Lee Pitts: Hear It Roar | TSLN.com

Lee Pitts: Hear It Roar

My environmentalist neighbor has a real dilemma on his hands. He spent a wad of money covering the roof on his house with solar panels to generate enough electricity to power his house, lower his electric bill and advertise to his green buddies that he’s selling power back to the detestable electric utility company. Instead of paying a bill every month he actually expected to get money back from the bankrupt power company that provides our power. That was the theory anyway. Needless to say, it’s not working out exactly as planned.

The problem is that since purchasing the house 20 years ago he’s planted milkweed for the Monarch butterflies, ripped out his lawn to save water, removed all fences so the invading hordes of deer would have free roaming and planted a row of pine trees for nesting birds. I think he was trying to win the “Big Greeny Of The Year Award.” The problem is the row of trees he planted have grown so tall they’re now covering up his solar panels so he’s not even generating enough power to heat his hot tub, let alone get a hot check from the power company every month.

My neighbor is a new age wing nut and limousine liberal with a few sunflower seeds missing from his trail mix, if you get my drift. I hardly ever see him outside and when I do I must hide my eyes because he’s kind of a nudist who goes around wearing nothing but a goofy smile and his underwear. To prevent encounters with the guy I told him that I’d already killed 5 rattlesnakes this year and he didn’t come out of his house for three months.
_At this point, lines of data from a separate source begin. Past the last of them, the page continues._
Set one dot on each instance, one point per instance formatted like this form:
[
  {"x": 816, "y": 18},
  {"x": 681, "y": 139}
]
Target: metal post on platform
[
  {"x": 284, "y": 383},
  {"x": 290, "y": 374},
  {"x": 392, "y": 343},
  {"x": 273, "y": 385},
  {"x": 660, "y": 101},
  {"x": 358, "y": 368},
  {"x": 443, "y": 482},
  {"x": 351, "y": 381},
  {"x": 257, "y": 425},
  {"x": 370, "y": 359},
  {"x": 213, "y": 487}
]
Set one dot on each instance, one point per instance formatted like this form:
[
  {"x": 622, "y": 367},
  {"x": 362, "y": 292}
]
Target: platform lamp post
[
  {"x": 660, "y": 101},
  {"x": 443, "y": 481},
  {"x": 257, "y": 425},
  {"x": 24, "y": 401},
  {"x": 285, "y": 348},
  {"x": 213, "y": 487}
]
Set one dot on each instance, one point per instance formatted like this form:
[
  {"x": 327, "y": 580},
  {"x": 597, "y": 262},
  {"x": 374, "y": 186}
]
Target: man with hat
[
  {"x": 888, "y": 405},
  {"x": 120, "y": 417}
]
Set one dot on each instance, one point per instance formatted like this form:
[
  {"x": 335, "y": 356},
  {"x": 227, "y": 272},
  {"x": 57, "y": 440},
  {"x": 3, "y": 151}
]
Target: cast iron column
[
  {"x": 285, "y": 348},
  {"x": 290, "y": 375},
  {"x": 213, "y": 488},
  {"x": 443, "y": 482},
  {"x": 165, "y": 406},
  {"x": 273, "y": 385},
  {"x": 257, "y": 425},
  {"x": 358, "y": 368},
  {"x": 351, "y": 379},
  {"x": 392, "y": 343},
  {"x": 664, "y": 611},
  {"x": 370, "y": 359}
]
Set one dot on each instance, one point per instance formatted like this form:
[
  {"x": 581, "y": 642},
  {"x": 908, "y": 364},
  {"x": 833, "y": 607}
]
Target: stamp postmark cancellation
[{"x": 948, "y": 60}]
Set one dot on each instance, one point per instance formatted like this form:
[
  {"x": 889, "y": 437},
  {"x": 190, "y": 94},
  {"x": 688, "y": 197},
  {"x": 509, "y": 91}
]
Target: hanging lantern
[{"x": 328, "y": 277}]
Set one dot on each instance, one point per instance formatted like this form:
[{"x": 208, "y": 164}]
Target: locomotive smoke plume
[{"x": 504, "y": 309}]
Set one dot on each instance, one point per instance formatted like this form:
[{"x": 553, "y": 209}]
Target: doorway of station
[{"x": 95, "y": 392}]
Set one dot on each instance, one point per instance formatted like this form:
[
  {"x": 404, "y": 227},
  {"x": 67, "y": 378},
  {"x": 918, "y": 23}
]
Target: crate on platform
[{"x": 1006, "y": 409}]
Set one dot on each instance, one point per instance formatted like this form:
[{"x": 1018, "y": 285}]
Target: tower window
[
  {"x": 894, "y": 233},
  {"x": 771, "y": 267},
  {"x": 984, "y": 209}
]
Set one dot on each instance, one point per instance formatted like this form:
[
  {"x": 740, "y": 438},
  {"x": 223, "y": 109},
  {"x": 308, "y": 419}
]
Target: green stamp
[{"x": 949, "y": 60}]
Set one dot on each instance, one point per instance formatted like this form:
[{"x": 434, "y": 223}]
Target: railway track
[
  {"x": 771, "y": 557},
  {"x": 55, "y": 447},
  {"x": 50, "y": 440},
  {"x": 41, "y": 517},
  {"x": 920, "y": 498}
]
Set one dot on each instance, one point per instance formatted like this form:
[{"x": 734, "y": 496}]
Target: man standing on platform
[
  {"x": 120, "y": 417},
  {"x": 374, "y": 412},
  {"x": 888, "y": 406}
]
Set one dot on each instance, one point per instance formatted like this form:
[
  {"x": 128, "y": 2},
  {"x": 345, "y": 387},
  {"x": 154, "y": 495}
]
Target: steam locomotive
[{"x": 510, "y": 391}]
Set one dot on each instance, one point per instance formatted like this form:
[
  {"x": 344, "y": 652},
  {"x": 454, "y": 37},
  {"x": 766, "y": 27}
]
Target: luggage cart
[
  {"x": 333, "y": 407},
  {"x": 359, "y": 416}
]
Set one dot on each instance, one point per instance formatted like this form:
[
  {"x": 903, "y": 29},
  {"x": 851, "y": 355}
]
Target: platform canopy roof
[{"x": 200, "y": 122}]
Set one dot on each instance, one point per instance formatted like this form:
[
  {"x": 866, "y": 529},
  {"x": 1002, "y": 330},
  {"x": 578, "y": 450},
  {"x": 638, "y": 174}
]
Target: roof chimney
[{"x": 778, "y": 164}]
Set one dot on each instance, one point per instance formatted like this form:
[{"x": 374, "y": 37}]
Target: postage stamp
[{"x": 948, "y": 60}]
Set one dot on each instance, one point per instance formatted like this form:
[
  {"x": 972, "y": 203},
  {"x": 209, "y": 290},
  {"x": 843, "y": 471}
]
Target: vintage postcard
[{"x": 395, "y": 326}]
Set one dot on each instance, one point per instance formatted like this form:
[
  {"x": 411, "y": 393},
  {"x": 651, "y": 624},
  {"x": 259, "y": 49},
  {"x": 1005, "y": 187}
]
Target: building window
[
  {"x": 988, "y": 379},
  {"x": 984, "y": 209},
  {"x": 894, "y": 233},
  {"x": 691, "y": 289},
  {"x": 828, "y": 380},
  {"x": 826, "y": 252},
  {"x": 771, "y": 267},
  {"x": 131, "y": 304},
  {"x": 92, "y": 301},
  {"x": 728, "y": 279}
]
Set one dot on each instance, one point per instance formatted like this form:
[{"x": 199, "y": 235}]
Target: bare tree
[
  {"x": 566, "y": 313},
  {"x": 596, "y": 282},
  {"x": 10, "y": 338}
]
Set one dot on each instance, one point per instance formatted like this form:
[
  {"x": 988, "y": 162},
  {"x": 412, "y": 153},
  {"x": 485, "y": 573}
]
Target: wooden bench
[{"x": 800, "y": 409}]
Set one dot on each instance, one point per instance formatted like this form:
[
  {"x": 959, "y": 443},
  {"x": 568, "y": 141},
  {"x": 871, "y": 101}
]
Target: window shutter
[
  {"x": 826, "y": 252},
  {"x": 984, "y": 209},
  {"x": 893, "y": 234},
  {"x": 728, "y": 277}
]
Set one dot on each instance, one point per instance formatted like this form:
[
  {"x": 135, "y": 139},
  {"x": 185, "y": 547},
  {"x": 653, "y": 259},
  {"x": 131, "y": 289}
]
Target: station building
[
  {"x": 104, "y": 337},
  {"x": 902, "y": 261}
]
We’re not exactly bosom buddies so I was surprised when I got a call from him wanting to know if I had a chain saw and if he could borrow it. I was hesitant to do so because the last time I loaned him my grinder and a cutting disk he nearly cut his hand off. He’s not exactly what you’d call a tool guy or an outdoorsman.

My neighbor was very upset and really didn’t want to cut his trees down, “thereby creating an imbalance in the natural ecology of our community.” He’d even checked into hiring an arborist to move the trees but that was cost prohibitive so he decided to cut them down himself. I asked him why he didn’t just hire a tree company but he said they were his trees and he must do it himself. He didn’t want some stranger “putting them down.” He talked as if he was euthanizing an old dog or favorite horse. Putting them down himself was the only honorable thing to do.

He later admitted that he’d seen how tree companies cut trees and he didn’t like the way they let branches fall to the ground and “get hurt.” So he got the needed permits from the county (it costs $200 per tree, seriously) and asked if he could borrow my chainsaw. I told him I was going to be gone but I’d leave it behind my front gate and he could just come and get it.

In hindsight I should have left him the operator’s manual also because a couple days later he called and said my saw wasn’t working well and he’d only been able to cut off a couple limbs with it. I figured something must be wrong with the carburetor as it was always conking out. It could have also been old fuel or a bad spark plug. So I told him to leave it behind my gate and I’d give it a good tune up and leave it back behind the gate the next day.

Two days later my neighbor called and said the saw wasn’t working any better. I was puzzled by this because it was working just fine for me, so I told him that I was in my shop so he should bring it back and we’d see what the problem was.

So my neighbor shows up, thankfully not in his underwear, and I put the saw on the ground, pumped some gas into the carburetor and pulled on the cord the requisite ten times and, “Vroom, vroom,” it roared to life.

My neighbor jumped back a few feet and said, “What’s that noise?”